Impact of aged and virgin microplastics on sedimentary nitrogen cycling and microbial ecosystems in estuaries.

Microplastics (MPs) entering the environment undergo complex weathering (aging) processes, however, the impacts of aged MPs on estuarine nitrogen cycling and microbial ecosystems remain largely unknown. In this study, a 50 days microcosm experiment was conducted to investigate the response of sedimentary nitrogen (N) transformation processes, NO emission and microbial communities to virgin and aged MPs (PE and PS) exposure. We found that aged MPs influenced sediment nitrogen turnover more rapidly and profoundly than virgin MPs and showed type and dose-response effect.

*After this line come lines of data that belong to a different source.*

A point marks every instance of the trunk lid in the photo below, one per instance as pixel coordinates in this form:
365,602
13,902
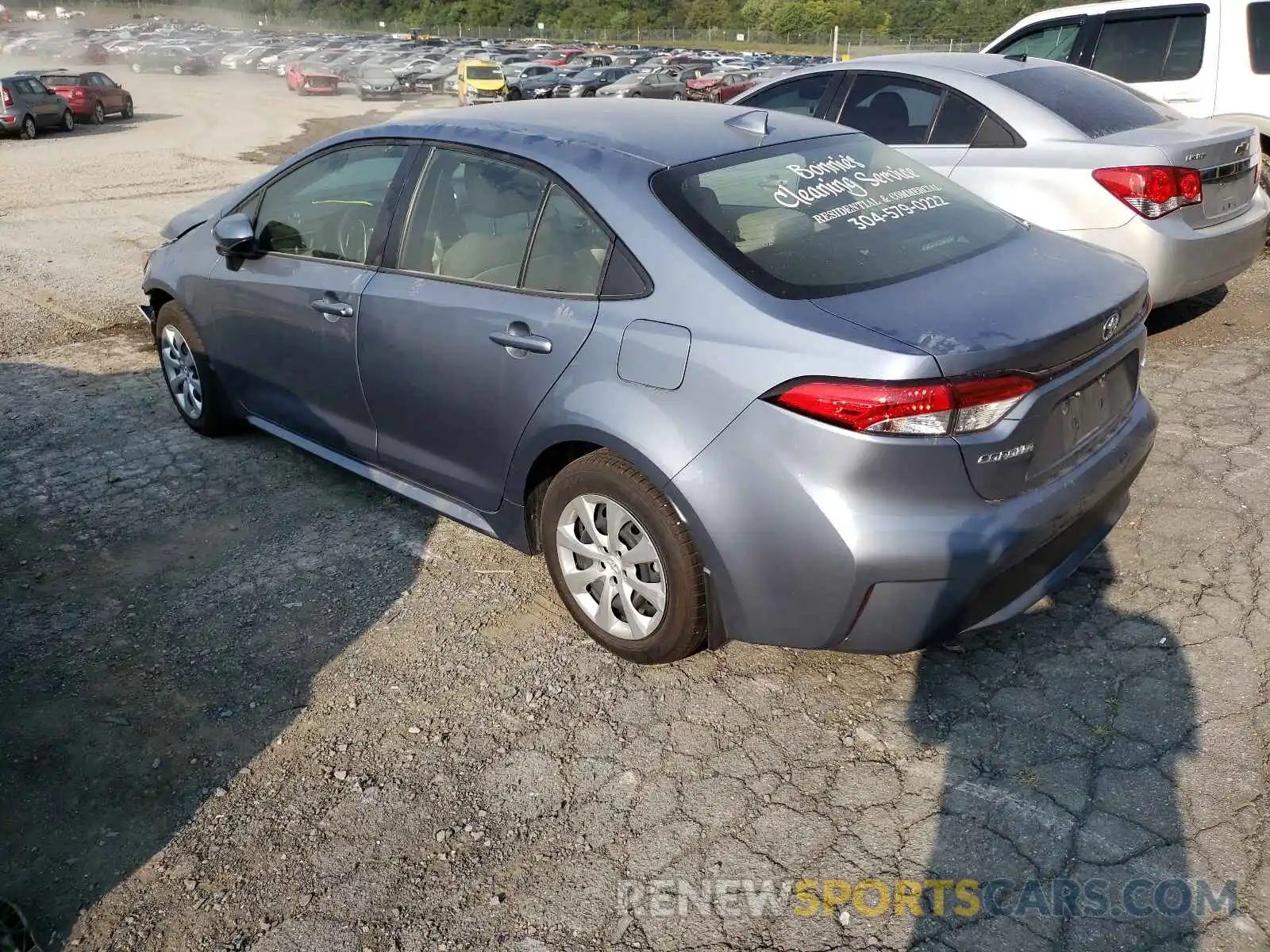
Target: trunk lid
1227,155
1067,314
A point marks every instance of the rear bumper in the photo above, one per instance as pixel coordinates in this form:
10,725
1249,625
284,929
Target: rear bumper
827,539
1183,262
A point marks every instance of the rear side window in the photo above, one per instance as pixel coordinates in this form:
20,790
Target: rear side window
1259,37
829,216
1151,50
1095,106
800,95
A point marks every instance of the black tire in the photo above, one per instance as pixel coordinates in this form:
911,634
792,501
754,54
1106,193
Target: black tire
217,416
683,630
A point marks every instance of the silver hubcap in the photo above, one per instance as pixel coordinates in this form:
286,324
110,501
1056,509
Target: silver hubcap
182,372
611,566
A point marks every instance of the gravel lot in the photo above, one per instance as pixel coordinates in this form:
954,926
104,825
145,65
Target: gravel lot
253,702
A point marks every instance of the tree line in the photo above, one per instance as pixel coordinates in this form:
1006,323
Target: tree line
949,19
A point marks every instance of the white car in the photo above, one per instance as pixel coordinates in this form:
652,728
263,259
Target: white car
1204,60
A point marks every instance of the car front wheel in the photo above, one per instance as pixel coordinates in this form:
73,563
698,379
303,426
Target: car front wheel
624,562
190,380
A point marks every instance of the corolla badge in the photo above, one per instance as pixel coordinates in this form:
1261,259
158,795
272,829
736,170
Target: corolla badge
1000,457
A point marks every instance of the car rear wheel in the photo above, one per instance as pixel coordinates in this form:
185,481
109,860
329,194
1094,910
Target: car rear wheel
622,562
190,381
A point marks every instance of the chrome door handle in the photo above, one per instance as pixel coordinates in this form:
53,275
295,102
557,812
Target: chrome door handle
518,336
332,310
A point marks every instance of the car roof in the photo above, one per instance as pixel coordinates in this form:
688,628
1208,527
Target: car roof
973,63
649,130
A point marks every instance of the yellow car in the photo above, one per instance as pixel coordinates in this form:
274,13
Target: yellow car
480,82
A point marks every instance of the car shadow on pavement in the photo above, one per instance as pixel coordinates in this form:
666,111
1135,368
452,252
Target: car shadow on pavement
165,602
1064,733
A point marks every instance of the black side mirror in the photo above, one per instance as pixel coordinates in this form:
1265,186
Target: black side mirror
235,236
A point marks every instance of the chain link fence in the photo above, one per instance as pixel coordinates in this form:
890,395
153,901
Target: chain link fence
850,42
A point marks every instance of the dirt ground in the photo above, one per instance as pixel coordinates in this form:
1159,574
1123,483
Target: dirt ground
251,701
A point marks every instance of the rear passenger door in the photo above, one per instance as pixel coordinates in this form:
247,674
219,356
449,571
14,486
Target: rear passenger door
1168,52
489,289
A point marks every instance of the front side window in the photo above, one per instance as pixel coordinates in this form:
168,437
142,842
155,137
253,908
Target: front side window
1259,37
829,216
891,109
800,95
329,207
1053,41
1151,50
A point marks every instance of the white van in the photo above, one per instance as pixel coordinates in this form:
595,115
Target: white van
1206,59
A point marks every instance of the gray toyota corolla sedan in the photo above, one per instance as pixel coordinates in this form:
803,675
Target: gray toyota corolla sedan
737,374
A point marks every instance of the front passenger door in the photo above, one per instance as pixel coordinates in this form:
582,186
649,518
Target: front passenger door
285,325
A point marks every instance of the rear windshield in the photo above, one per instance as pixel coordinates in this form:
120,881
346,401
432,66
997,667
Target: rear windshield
1094,105
829,216
1259,37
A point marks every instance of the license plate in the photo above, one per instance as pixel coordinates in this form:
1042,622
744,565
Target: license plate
1092,408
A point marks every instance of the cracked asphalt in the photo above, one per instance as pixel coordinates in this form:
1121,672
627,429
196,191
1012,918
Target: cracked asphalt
252,702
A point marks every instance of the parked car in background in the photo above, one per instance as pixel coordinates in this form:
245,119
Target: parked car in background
29,106
92,95
645,86
587,83
544,86
1064,148
168,60
480,82
721,86
379,83
524,73
311,79
914,478
1204,60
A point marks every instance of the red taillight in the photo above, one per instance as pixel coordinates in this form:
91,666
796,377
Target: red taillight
1153,190
918,409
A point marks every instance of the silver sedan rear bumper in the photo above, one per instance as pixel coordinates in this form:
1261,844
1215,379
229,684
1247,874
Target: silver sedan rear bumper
1183,262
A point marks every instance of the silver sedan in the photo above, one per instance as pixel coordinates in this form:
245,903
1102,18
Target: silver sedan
1064,148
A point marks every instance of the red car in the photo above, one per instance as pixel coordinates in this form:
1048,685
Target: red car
721,86
92,95
306,79
559,57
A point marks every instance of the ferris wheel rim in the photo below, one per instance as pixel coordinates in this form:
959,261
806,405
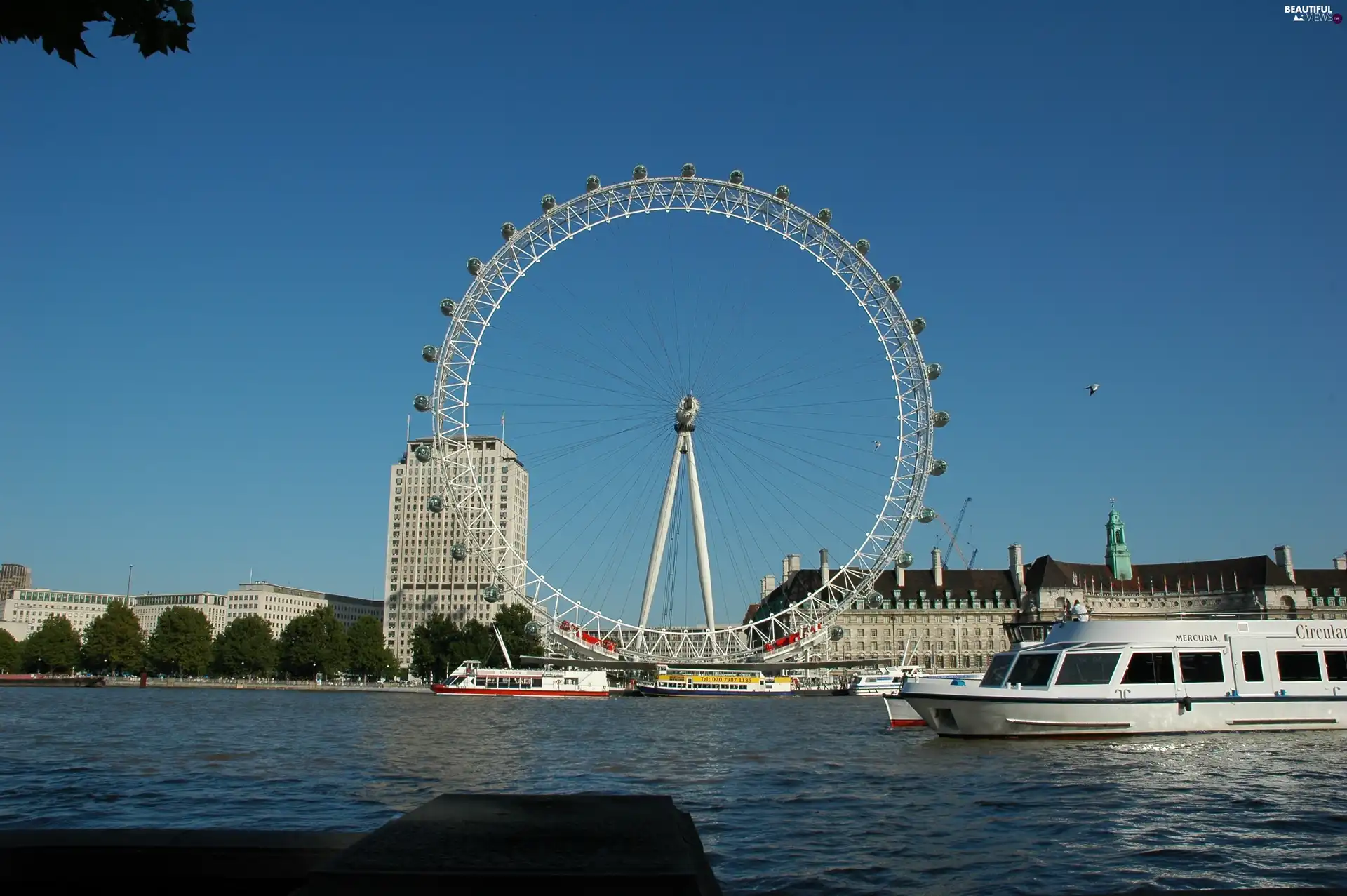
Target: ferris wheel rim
562,221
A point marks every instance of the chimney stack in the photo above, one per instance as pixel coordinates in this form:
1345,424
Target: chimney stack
1284,561
1017,570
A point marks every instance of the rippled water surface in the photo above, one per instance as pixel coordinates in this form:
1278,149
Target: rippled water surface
798,795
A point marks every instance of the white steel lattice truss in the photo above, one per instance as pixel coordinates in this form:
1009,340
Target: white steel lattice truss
579,631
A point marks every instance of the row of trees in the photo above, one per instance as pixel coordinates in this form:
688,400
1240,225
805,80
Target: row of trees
181,644
439,644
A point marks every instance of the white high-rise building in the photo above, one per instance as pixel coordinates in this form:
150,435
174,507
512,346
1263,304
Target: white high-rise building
421,575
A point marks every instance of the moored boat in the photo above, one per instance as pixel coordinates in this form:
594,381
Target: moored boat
471,678
902,713
1148,676
51,681
675,682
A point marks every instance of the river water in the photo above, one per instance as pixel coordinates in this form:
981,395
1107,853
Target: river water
795,795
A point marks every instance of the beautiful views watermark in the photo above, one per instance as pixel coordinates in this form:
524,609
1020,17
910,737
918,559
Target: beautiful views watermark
1313,14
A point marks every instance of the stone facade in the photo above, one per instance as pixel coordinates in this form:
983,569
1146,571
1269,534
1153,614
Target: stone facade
953,620
422,575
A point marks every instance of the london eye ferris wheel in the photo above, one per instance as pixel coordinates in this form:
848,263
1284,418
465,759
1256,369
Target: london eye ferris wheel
570,623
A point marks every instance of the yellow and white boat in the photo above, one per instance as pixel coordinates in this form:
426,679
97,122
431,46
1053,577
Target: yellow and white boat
692,682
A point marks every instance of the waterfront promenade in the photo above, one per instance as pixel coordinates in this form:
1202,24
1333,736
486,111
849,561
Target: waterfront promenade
269,685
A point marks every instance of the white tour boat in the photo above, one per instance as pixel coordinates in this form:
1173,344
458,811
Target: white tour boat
887,682
691,682
471,678
1149,676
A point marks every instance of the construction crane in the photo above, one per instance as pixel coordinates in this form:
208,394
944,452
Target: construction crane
954,540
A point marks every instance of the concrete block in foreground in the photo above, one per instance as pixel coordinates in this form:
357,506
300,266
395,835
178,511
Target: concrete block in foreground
503,844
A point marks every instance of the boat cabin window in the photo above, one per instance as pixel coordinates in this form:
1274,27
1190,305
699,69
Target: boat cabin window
1253,666
1151,669
1202,667
1297,666
1033,670
997,670
1087,669
1336,663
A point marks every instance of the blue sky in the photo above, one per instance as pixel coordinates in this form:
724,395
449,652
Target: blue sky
220,266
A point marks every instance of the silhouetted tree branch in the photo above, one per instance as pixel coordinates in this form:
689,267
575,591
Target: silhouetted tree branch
60,25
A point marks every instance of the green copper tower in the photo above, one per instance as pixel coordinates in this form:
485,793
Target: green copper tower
1115,553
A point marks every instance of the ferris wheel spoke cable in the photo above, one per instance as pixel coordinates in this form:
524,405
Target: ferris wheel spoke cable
741,480
802,456
729,526
569,483
846,263
579,531
620,547
783,497
811,383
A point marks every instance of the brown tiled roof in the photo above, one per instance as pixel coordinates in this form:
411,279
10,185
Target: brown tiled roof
958,582
1249,572
1323,580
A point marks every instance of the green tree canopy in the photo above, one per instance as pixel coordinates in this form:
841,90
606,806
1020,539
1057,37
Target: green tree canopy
514,624
114,642
60,25
53,648
246,647
439,646
11,658
370,657
314,643
181,643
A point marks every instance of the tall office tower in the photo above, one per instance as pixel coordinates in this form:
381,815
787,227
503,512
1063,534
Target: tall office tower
14,575
421,575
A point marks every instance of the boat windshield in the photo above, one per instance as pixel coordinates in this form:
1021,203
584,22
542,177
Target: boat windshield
1033,669
997,670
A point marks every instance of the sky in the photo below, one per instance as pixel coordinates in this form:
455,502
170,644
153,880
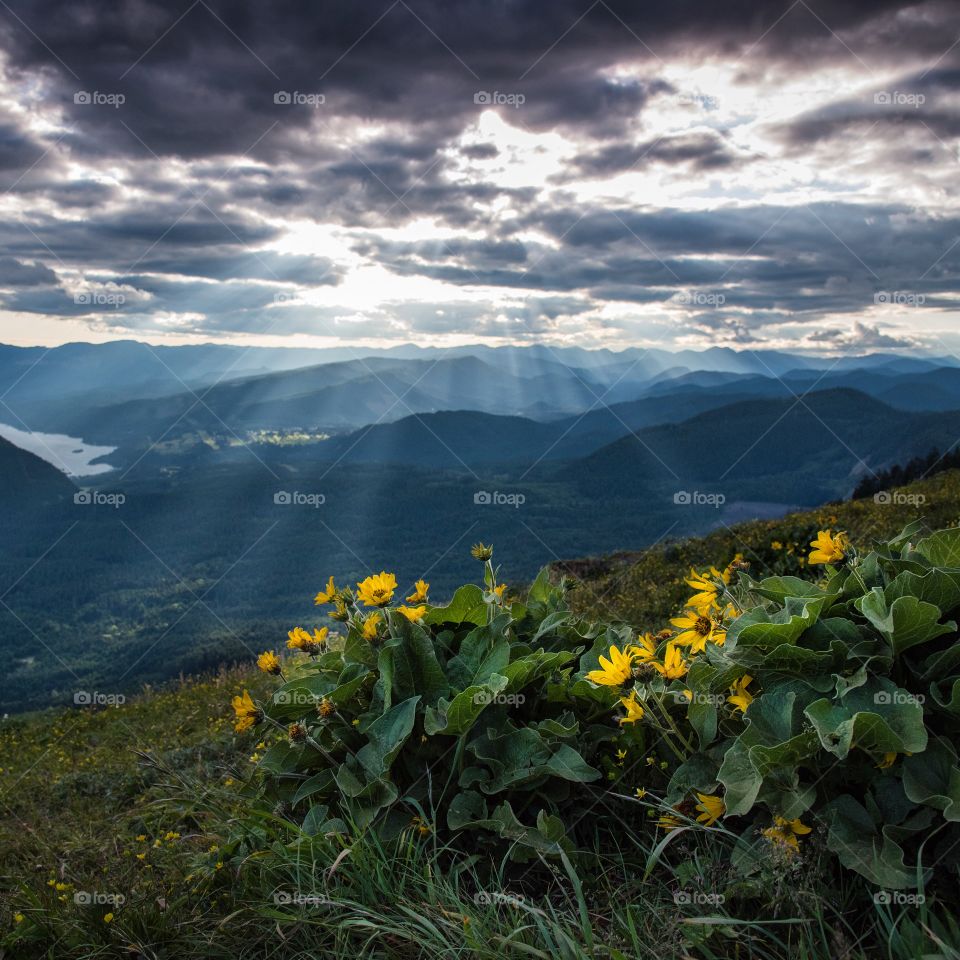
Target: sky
606,174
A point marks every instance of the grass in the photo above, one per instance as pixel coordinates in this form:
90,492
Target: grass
141,801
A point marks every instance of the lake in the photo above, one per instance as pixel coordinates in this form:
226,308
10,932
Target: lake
69,454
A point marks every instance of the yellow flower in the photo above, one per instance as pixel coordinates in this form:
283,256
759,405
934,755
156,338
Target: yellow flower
299,639
889,759
633,707
696,629
674,666
615,671
377,590
247,713
480,551
784,833
706,595
419,594
711,808
669,823
328,595
828,548
646,648
740,697
370,626
269,662
413,614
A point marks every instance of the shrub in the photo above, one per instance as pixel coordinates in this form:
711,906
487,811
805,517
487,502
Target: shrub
461,717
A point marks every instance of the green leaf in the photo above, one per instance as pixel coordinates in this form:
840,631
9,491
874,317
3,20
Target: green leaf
386,735
467,606
905,623
878,717
933,778
455,717
942,549
854,838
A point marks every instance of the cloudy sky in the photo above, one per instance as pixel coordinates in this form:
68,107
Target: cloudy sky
602,173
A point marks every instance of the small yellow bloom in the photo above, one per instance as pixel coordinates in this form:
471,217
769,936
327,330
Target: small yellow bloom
377,590
674,666
645,649
413,614
248,714
784,833
615,671
696,629
269,662
370,626
711,808
328,595
828,548
740,697
419,594
633,707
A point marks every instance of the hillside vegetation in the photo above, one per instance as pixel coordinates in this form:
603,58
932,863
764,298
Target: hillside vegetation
139,829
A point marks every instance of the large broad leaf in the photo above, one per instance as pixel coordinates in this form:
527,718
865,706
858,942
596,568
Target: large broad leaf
939,587
521,757
484,651
386,735
878,717
779,588
904,623
467,606
774,738
761,629
457,716
942,549
933,778
854,837
414,667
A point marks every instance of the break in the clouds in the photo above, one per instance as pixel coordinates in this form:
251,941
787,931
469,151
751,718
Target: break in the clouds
604,173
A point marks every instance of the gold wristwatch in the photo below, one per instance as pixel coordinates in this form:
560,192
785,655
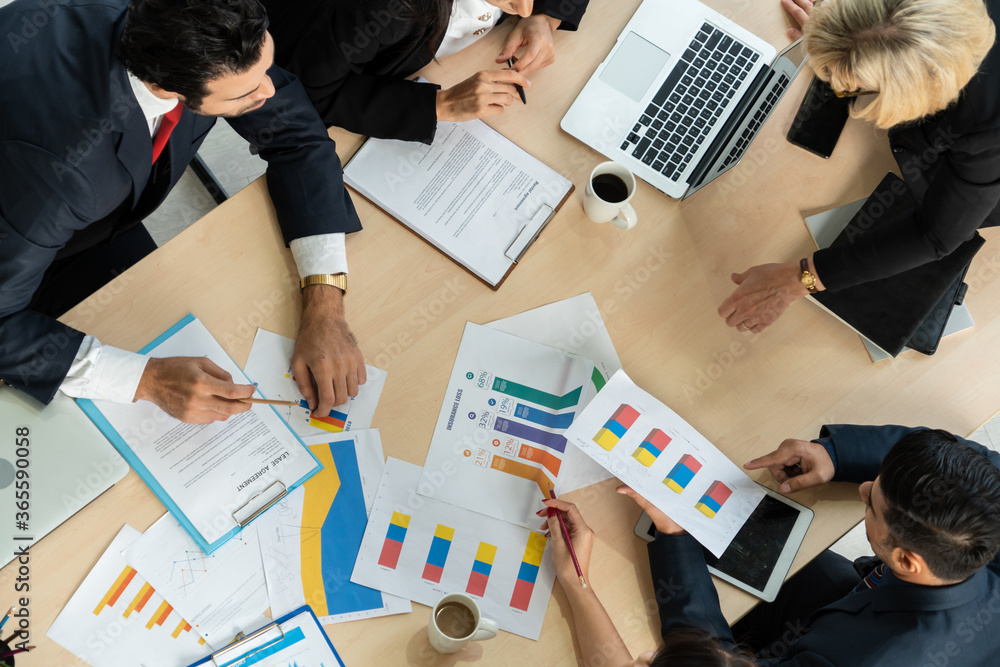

During the first 10 days, higher concentration (3 % by weight of sediment) aged MPs (both PS and PE) treatments significantly promoted denitrification (ANOVA, P < 0.05), while virgin MPs treatments had weak effect on denitrification, compared with the control (P > 0.05). Moreover, higher concentration aged PS-MPs remarkably enhanced NO emission on the 10th day, while NO was consumed in the control. After 50 days incubation, there was an overall increase in nirK gene abundance exposed to MPs, and nosZ gene copies in aged PS treatments were around twice that in the control based on qPCR (P < 0.05). The function prediction also showed significant elevation of relative abundance of denitrification and DNRA relevant genes in bacterial community. In addition, aged PS treatment (3 %) recruited specific bacterial and archaeal assemblies, with Sedimenticolaceae, Lentimicrobiaceae, SCGC_AAA011-D5, SG8-5, Lokiarchaeia, and Odinarchaeia selectively enriched in the treatment. Our study highlighted that virgin and aged MPs had different impact on sediment nitrogen cycling, and the ecological risks of aged MPs should be concerned since all MPs eventually get weathered when they enter the environment.